CHAI assembles and stores data in a unique way. The physical properties of a simulated system, such as temperature data points, can be organized into an array. Arrays can be assembled into larger arrays, which in turn can be organized into even larger arrays, and so on. How arrays are stored in memory affects the movement of data between storage locations. Using a concept called a ManagedArray, CHAI maintains (or “hides”) multiple copies of an array in different storage locations, communicating access and modification information to RAJA. The user can select various memory configurations and plug-ins, and then let CHAI determine how to allocate different types of memory, including high bandwidth and shared memory. This process allows data within thousands of loops to be moved easily when needed and to remain in place when not needed.
Figure 1. For designated RAJA loop structures, CHAI can move multiple arrays of data points simultaneously between CPU and GPU architectures without consuming space on unneeded arrays.
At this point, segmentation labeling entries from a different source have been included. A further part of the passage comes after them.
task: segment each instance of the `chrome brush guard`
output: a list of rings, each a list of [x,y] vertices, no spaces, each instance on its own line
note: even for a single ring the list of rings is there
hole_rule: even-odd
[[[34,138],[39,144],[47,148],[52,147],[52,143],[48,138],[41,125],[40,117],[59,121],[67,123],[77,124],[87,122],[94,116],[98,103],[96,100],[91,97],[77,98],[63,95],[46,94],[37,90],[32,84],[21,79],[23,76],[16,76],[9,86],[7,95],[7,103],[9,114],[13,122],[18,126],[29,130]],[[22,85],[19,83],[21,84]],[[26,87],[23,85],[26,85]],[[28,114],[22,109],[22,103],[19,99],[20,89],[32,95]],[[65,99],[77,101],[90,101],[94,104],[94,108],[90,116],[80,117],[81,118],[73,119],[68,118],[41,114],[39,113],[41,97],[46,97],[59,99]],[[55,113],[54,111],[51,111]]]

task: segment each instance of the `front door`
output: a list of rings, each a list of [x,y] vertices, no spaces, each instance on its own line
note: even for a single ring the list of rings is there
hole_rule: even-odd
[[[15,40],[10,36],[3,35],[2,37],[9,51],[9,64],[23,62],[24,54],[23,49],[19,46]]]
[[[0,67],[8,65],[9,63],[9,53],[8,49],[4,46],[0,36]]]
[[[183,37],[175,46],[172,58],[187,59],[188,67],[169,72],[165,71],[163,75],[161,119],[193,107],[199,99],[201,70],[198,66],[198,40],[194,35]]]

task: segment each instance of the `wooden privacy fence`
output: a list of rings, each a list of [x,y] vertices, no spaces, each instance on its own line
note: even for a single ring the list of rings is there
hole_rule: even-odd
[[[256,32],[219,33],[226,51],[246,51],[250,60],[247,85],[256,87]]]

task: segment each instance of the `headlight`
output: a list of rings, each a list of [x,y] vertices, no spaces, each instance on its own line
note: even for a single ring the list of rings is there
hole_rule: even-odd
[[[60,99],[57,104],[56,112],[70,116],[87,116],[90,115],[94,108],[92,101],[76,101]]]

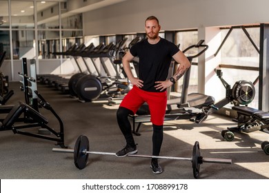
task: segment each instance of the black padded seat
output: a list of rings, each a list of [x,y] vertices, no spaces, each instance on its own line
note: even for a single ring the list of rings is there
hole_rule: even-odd
[[[0,113],[9,113],[10,110],[13,108],[14,105],[3,105],[0,106]]]
[[[169,110],[177,109],[177,105],[180,104],[181,97],[169,99],[167,105]],[[215,103],[215,98],[211,96],[200,93],[190,93],[188,94],[188,103],[190,107],[201,108],[203,106],[210,105]]]
[[[269,112],[259,112],[253,114],[253,117],[259,119],[264,120],[266,122],[269,121]]]
[[[201,108],[203,106],[209,106],[215,103],[215,98],[201,93],[191,93],[188,94],[188,103],[190,107]]]
[[[43,124],[47,124],[48,123],[48,121],[45,118],[45,116],[30,106],[28,105],[26,105],[26,113],[28,114],[34,121],[34,122]]]
[[[166,113],[183,113],[183,109],[179,109],[181,97],[169,99],[167,101]],[[203,106],[209,106],[215,103],[215,98],[211,96],[200,93],[191,93],[188,94],[188,103],[190,107],[201,108]],[[148,105],[144,103],[138,110],[137,114],[146,115],[150,114]]]
[[[25,104],[20,101],[17,105],[14,105],[10,112],[8,114],[7,116],[3,121],[2,127],[4,128],[12,128],[13,123],[23,112],[25,108]]]
[[[237,112],[243,114],[245,115],[248,116],[252,116],[254,114],[256,114],[257,112],[262,112],[263,111],[252,108],[247,106],[233,106],[232,108],[232,110],[236,110]]]
[[[26,112],[34,122],[41,123],[48,123],[48,121],[42,116],[39,112],[32,108],[27,104],[19,101],[17,105],[14,105],[7,116],[3,121],[1,127],[3,128],[11,128],[22,113]]]

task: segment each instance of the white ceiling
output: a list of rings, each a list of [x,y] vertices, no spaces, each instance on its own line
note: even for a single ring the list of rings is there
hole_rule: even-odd
[[[37,12],[49,9],[51,7],[58,4],[57,0],[55,0],[54,1],[46,1],[45,3],[41,3],[41,1],[37,1]],[[88,3],[87,2],[86,3],[86,6],[83,6],[85,3],[79,3],[79,2],[77,1],[77,0],[69,0],[70,3],[72,3],[72,5],[74,4],[77,5],[78,6],[75,7],[74,8],[73,8],[73,9],[71,10],[68,10],[67,12],[65,12],[63,14],[65,16],[70,16],[77,13],[81,13],[101,8],[102,7],[108,6],[126,0],[88,0]],[[63,1],[61,0],[60,1]],[[12,17],[27,17],[34,15],[33,6],[33,1],[23,1],[22,0],[11,1],[11,15]],[[81,7],[79,7],[79,6]],[[24,10],[24,12],[21,12],[22,10]],[[6,17],[6,19],[8,18],[8,1],[0,0],[0,22],[1,21],[1,20],[3,17]],[[46,18],[47,21],[48,19]]]

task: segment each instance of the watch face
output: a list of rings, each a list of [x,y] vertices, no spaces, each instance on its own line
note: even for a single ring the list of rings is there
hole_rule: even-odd
[[[175,81],[175,79],[174,79],[173,77],[171,77],[171,78],[170,79],[170,81],[171,82],[172,82],[173,83],[176,83],[176,81]]]

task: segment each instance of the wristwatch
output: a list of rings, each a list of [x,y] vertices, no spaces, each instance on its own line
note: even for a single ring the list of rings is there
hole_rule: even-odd
[[[173,77],[170,78],[169,79],[171,82],[172,82],[174,84],[176,83],[176,81]]]

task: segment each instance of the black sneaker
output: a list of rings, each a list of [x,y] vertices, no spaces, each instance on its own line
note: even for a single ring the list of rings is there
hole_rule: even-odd
[[[137,146],[130,147],[129,145],[126,145],[123,149],[117,152],[116,153],[116,156],[119,157],[126,156],[128,154],[134,154],[137,153]]]
[[[153,159],[151,161],[150,167],[152,169],[152,172],[154,174],[161,174],[163,172],[161,166],[159,165],[158,159]]]

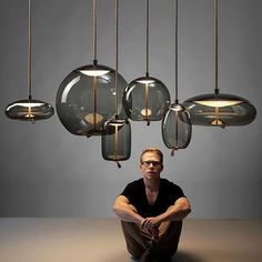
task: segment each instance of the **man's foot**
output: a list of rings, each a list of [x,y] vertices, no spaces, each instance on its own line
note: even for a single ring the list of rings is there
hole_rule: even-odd
[[[142,256],[139,260],[140,262],[153,262],[154,261],[154,252],[152,248],[145,249]]]

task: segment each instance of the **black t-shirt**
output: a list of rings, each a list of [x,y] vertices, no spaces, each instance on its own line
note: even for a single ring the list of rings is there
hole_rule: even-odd
[[[158,198],[154,204],[150,205],[147,199],[143,179],[139,179],[129,183],[121,195],[129,199],[130,204],[135,206],[140,215],[148,218],[165,212],[179,198],[184,196],[184,193],[179,185],[167,179],[160,179]]]

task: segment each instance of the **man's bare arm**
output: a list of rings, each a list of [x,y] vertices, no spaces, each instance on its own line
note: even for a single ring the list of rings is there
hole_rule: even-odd
[[[129,199],[124,195],[119,195],[113,204],[113,212],[125,222],[133,222],[141,224],[144,220],[140,214],[138,214],[135,208],[129,203]]]

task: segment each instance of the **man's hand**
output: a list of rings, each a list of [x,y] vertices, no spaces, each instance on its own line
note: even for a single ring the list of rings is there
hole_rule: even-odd
[[[159,228],[160,223],[161,222],[158,219],[158,216],[155,216],[155,218],[145,218],[141,222],[141,229],[153,230],[155,228]]]
[[[147,218],[141,222],[141,229],[150,233],[154,241],[158,241],[160,224],[158,218]]]

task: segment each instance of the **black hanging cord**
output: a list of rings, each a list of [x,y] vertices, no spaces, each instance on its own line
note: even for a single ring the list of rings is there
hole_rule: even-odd
[[[98,1],[93,0],[93,64],[98,64]]]
[[[145,0],[145,77],[149,77],[149,0]]]
[[[218,0],[214,0],[214,93],[219,94],[219,6]]]
[[[28,98],[32,99],[32,43],[31,0],[28,0]]]

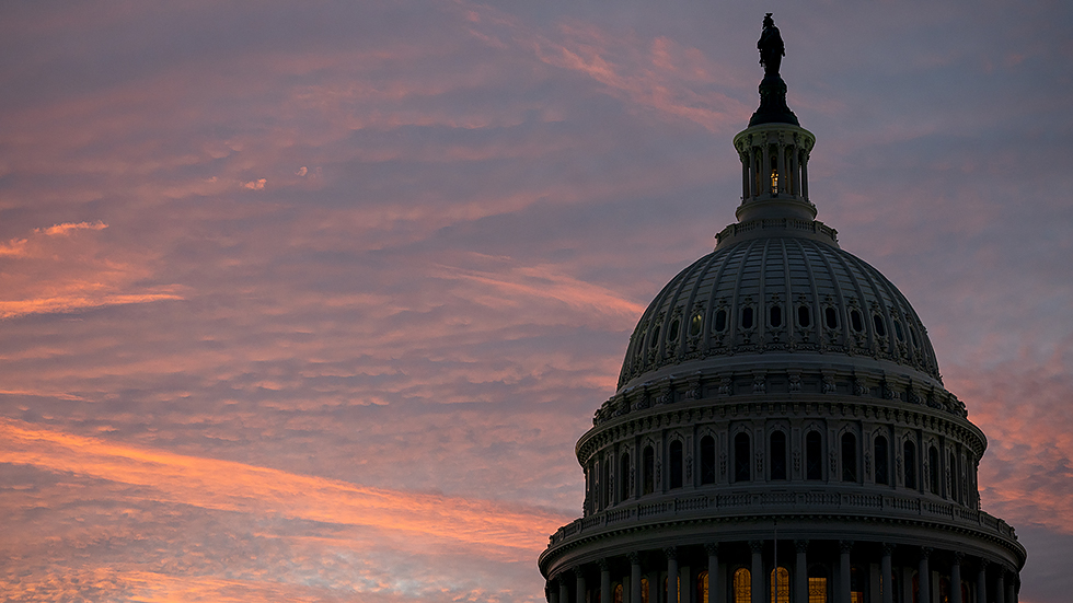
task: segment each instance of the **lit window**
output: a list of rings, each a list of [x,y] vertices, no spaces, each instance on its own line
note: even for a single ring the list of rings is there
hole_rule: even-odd
[[[752,603],[752,576],[743,567],[734,572],[734,603]]]
[[[789,603],[789,571],[784,567],[771,570],[771,603]]]
[[[827,578],[809,577],[808,603],[827,603]]]

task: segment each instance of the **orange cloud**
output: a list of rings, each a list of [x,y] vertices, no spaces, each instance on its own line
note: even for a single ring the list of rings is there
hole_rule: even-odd
[[[116,444],[0,419],[0,463],[148,488],[149,498],[376,529],[390,537],[528,559],[568,518],[486,500],[370,488],[230,461]]]
[[[71,231],[76,230],[104,230],[108,228],[103,221],[97,220],[96,222],[65,222],[62,224],[53,224],[47,229],[35,229],[34,232],[39,232],[47,234],[49,236],[69,234]]]
[[[645,306],[622,299],[615,291],[578,280],[562,274],[553,266],[517,266],[507,271],[485,272],[473,269],[440,266],[436,276],[462,279],[487,285],[497,291],[497,300],[491,305],[501,306],[514,301],[522,303],[531,299],[550,299],[570,308],[600,314],[634,318]]]

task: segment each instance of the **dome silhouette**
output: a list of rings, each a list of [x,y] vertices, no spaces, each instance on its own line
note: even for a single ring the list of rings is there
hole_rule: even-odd
[[[1026,552],[980,508],[987,438],[905,297],[816,220],[771,14],[760,46],[737,222],[631,335],[546,599],[1014,603]]]

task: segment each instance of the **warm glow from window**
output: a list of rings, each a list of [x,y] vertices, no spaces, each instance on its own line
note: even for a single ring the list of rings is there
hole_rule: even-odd
[[[752,577],[746,568],[734,572],[734,603],[752,603]]]
[[[808,579],[808,603],[827,603],[827,578]]]
[[[771,570],[771,603],[789,603],[789,571],[784,567]]]

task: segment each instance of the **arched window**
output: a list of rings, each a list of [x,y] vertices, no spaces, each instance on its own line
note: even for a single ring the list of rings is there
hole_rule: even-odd
[[[850,603],[864,603],[865,575],[861,569],[850,570]]]
[[[734,603],[752,603],[752,576],[743,567],[734,572]]]
[[[850,326],[857,333],[864,331],[864,323],[861,321],[861,313],[856,310],[850,311]]]
[[[642,463],[644,465],[644,469],[642,475],[641,494],[650,495],[656,489],[656,453],[653,451],[651,447],[645,447]]]
[[[723,333],[726,329],[727,329],[727,311],[720,308],[715,313],[715,331],[717,333]]]
[[[630,498],[630,453],[623,452],[619,460],[619,500]]]
[[[805,436],[805,479],[823,479],[823,445],[819,431]]]
[[[853,433],[842,434],[842,480],[857,480],[857,439]]]
[[[701,484],[715,484],[715,438],[701,438]]]
[[[872,323],[876,325],[876,335],[880,337],[887,336],[887,327],[884,326],[882,316],[880,316],[879,314],[873,314]]]
[[[749,434],[738,433],[734,437],[734,480],[749,480]]]
[[[771,432],[771,478],[786,479],[786,434]]]
[[[682,441],[674,440],[671,442],[671,489],[682,487]]]
[[[604,459],[600,463],[600,465],[603,467],[603,474],[601,476],[603,478],[603,488],[601,488],[602,491],[600,492],[600,497],[603,500],[601,500],[600,507],[603,509],[607,509],[608,507],[611,506],[611,497],[614,496],[614,492],[611,491],[611,463],[613,462],[612,459],[613,457]]]
[[[876,438],[876,484],[889,485],[890,471],[887,462],[887,438]]]
[[[950,499],[958,500],[958,462],[954,457],[954,453],[950,453],[949,468],[950,468]]]
[[[827,575],[818,566],[808,570],[808,603],[827,603]]]
[[[789,570],[784,567],[771,570],[771,603],[789,603]]]
[[[910,441],[902,447],[905,462],[905,487],[916,489],[916,444]]]
[[[752,328],[752,306],[741,309],[741,328]]]
[[[805,304],[797,306],[797,324],[801,326],[808,326],[812,322],[812,313],[809,312],[808,306]]]
[[[670,596],[668,596],[670,593],[667,591],[667,582],[669,582],[669,580],[667,579],[667,577],[665,577],[664,578],[664,596],[662,596],[662,599],[660,599],[660,601],[669,601],[670,600]],[[682,577],[679,576],[678,577],[678,580],[676,580],[676,582],[678,582],[678,600],[681,601],[682,600]]]

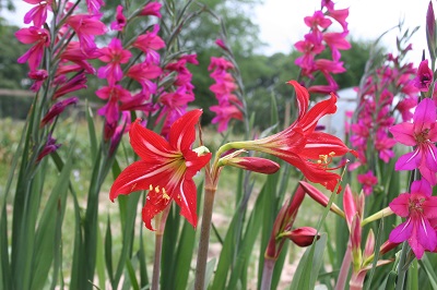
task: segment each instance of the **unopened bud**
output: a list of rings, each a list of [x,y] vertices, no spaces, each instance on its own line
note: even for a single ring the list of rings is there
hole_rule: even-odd
[[[221,164],[264,174],[273,174],[281,168],[275,161],[260,157],[225,157]]]
[[[316,237],[317,240],[320,239],[320,235],[317,233],[317,230],[311,227],[297,228],[292,231],[284,232],[284,234],[281,235],[288,238],[298,246],[311,245]]]

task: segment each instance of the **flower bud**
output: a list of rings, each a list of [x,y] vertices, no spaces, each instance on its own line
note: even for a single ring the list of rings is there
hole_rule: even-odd
[[[275,161],[260,157],[224,158],[222,164],[264,174],[275,173],[281,168]]]
[[[283,237],[288,238],[298,246],[308,246],[312,244],[315,241],[315,237],[319,240],[320,235],[317,233],[317,230],[311,227],[302,227],[288,231],[283,234]]]
[[[318,202],[320,205],[323,207],[328,206],[329,198],[326,196],[321,191],[309,184],[308,182],[305,181],[299,181],[300,185],[304,188],[305,192],[316,202]],[[344,213],[343,210],[340,209],[340,207],[336,204],[332,204],[330,210],[341,217],[344,218]]]

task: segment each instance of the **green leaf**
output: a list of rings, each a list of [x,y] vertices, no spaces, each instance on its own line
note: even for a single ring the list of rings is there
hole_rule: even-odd
[[[105,234],[105,264],[108,271],[109,281],[114,283],[114,269],[113,269],[113,233],[110,230],[110,216],[106,222],[106,234]]]
[[[9,264],[8,253],[8,215],[7,204],[4,203],[1,210],[0,219],[0,288],[12,289],[11,267]]]
[[[67,192],[72,169],[71,152],[51,191],[38,222],[35,235],[32,289],[42,289],[47,280],[51,263],[59,254],[61,230],[67,205]],[[56,234],[58,232],[58,234]],[[56,269],[58,270],[58,269]]]
[[[216,258],[213,257],[206,263],[206,270],[205,270],[205,287],[204,289],[208,289],[208,286],[210,285],[210,281],[212,279],[212,275],[214,274],[214,268],[215,268],[215,262]],[[194,290],[194,280],[191,280],[190,283],[187,287],[188,290]],[[216,289],[212,287],[211,289]],[[224,289],[224,288],[222,288]]]
[[[97,253],[96,253],[96,273],[98,277],[98,287],[105,289],[105,250],[101,228],[97,227]]]
[[[126,271],[128,273],[130,286],[132,287],[132,289],[139,290],[140,286],[137,280],[135,269],[133,268],[132,263],[129,258],[126,259]]]
[[[134,238],[134,226],[137,218],[137,207],[140,201],[141,194],[138,192],[135,194],[130,194],[129,196],[118,196],[120,213],[120,222],[122,226],[122,246],[120,258],[118,261],[116,275],[114,277],[113,288],[116,289],[121,279],[123,273],[123,267],[126,266],[126,261],[132,256],[132,243]]]
[[[309,246],[296,268],[290,289],[314,289],[320,267],[323,264],[323,252],[328,234],[321,233],[320,239]]]
[[[433,265],[429,263],[428,256],[423,255],[422,259],[418,261],[422,268],[425,269],[427,278],[429,279],[429,283],[432,285],[434,290],[437,290],[437,275]]]

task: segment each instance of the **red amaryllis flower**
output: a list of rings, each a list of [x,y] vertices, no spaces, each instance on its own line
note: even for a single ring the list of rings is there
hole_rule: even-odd
[[[329,168],[334,156],[343,156],[354,150],[347,148],[344,143],[330,134],[317,132],[317,122],[327,113],[334,113],[336,110],[336,96],[331,93],[331,98],[319,101],[308,110],[308,90],[296,81],[290,81],[296,89],[298,107],[297,120],[284,131],[274,135],[248,141],[233,143],[234,148],[257,150],[275,155],[284,161],[298,168],[304,176],[316,183],[324,185],[333,191],[340,176]]]
[[[211,159],[211,154],[192,150],[196,124],[202,110],[192,110],[175,121],[168,142],[140,125],[137,120],[130,131],[130,143],[141,160],[128,166],[116,179],[109,198],[119,194],[147,190],[147,200],[142,210],[145,227],[153,230],[151,220],[164,210],[172,200],[180,206],[180,215],[193,227],[197,226],[197,192],[192,178]]]

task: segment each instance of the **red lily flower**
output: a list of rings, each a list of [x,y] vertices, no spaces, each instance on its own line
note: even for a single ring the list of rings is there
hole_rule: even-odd
[[[330,99],[319,101],[308,110],[308,90],[296,81],[290,81],[288,84],[293,85],[296,90],[299,110],[297,120],[287,129],[274,135],[255,141],[233,143],[234,148],[275,155],[298,168],[308,180],[320,183],[328,190],[333,191],[340,181],[340,176],[329,172],[336,169],[329,168],[332,157],[343,156],[349,152],[356,154],[347,148],[340,138],[315,131],[321,117],[335,112],[336,96],[331,93]]]
[[[191,145],[196,138],[194,125],[202,110],[192,110],[175,121],[168,142],[137,120],[129,131],[130,143],[141,160],[128,166],[110,189],[114,202],[119,194],[147,190],[142,216],[145,227],[153,230],[151,220],[174,200],[180,215],[197,226],[197,192],[192,178],[211,159],[211,154],[199,155]]]

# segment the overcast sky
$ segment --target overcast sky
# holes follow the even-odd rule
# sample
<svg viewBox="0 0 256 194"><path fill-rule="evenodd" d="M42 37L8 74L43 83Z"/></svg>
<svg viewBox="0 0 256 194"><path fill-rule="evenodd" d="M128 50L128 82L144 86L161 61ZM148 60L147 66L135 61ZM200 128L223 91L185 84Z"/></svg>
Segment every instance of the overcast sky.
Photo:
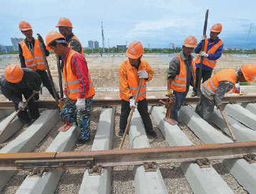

To test these portability benefits, the AAPS team first created a CHAI prototype for use with a proxy application containing only 8,000 lines of code. According to Poliakoff, this “small playground” enabled the team to iterate quickly. “Before spending resources on moving CHAI to ALE3D, we needed to test multiple configurations and scenarios on a smaller, more accessible code base,” he explains. The team compared the CHAI storage solution to a unified memory architecture, an optimized setup in which a GPU shares system memory. The CHAI prototype outperformed expectations. “We anticipated sacrificing some efficiency in favor of productivity. We hoped the prototype would be comparable to the architecture-specific solution, but it actually ran 15 percent faster,” says Poliakoff. “The efficiency gains we saw in the prototype are huge when CHAI is integrated with larger codes.”
Scaling the CHAI solution from an 8,000-line code to a code hundreds of times larger, like ALE3D, inevitably brings complexity to LC’s exascale strategy. Such data management must adapt to more overhead—not only more data, but more complex data structures, storage and access mechanisms, and what Poliakoff calls “adventurous” execution patterns. The AAPS team adapted CHAI to fit these requirements. “We worked through the software complexity with a long series of refinements and compromises, with trades involving execution speed, portability, and elegance,” explains Jones. “The process has taken many months, some of which is still going on today.” This approach has proved successful, as ALE3D developer Peter Robinson reports: “CHAI’s programming model, when combined with RAJA, provides ALE3D with a risk mitigation strategy that, once implemented, should give us the means to easily port our code to future architectures with heterogeneous memory architectures, and gives us a strategy for prepping our code for [the Laboratory’s forthcoming advanced technology system] Sierra.”
Laboratory colleagues have begun adopting CHAI for other three-dimensional simulation codes, and Jones and Poliakoff plan to continue the ALE3D rollout, collaborate with Livermore’s Co-Design Center, and socialize CHAI with computation teams looking for memory management solutions. In addition, the AAPS team is leveraging a series of clinics at Harvey Mudd College (Claremont, California) in which students learn how to perform software engineering tasks while helping expand CHAI’s capabilities. Finally, the team has made the application available to the open-source community via GitHub.